As I said here before, is a 64 bit FCP 8 what was wanted?
IMO, if Apple came out w/a FCP version that was basically FCP 7 with 64-bit, background transcoding and rendering, better metadata, better tapeless support, etc., sales would've been great and Adobe and Avid never would've had their 'switcher sales'.
Someone at Apple has thought pretty long and hard about how editing is done and how production has changed now we are all file based. They have also looked at how the OS and hardware have evolved in the 12yrs since the original FCP code was written.
They then dared to suggest there might be a different way to working.
Someone at Apple also thought long and hard about how to launch FCP 10 and we all know how well that went.
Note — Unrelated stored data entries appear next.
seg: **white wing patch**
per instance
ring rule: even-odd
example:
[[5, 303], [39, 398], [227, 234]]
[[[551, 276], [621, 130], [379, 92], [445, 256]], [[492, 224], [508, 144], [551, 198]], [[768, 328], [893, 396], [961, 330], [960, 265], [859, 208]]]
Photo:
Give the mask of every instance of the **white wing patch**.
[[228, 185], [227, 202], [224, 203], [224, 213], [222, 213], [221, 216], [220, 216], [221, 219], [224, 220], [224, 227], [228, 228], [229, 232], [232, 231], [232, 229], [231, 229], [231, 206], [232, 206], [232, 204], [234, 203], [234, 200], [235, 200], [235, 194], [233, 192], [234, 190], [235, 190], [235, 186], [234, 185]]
Adobe and Avid are reacting to the changes in post production as well, and honestly, have been doing a much better job of it than Apple over the past few years. Apple was the last of the three to embrace tapeless workflows but, even now after going 'all in' on tapeless, FCP 10 still lacks Red support AFAIK (which is a pretty big feather to be missing). There are certainly things in FCP 10 that I like but to pretend like the competition is standing still and Apple is the smartest guy in the room is preposterous, IMO.
Apple changed their priorities with FCP 10 but they tried to pretend that they didn't and that led to the total fiasco that was FCP 10's sneak peak at NAB and launch a couple of months later.
Btw, does the new version of fcpx also do what final cut server did?
Or did Apple just abandoned their final cut server customers?
Final Cut Sever got dropped like a hot box of rocks after little development from Apple (just like Shake and Color). FCP 10's new metadata features are kinda like 'FC Server lite', though if they enable FCP 10 to work robustly across a shared storage environment it could become enough of a DAM (digital asset manager) to get the job done for the majority of Apple's audience. I'd always thought FC Server was an odd duck for Apple because it was overly complex and resource intensive for the vast majority of FCP users and Apple never seemed to do much to advance the usability of the app or to integrate it with the FC Suite.
It would be very ironic if the Avid and Adobe alternatives to FCP get updated to be more like FCPX in a few years. Surely everyone who is proclaiming that Apple are abandoning the pro video market will be eating their words when Avid-X and Premiere-X hit the market.
Ironic but highly unlikely. Adobe and Avid are embracing future workflows and tech (64-bit, tapeless media, etc.,) without scrapping current workflows in the process. Apple has already stated that things like Multicam and baseband video output are coming so FCP 10, at least for the foreseeable future, FCP 10 will be trying to add features that FCP 7, Avid and Adobe have rather than Adobe and Avid trying to add features that FCP 10 has.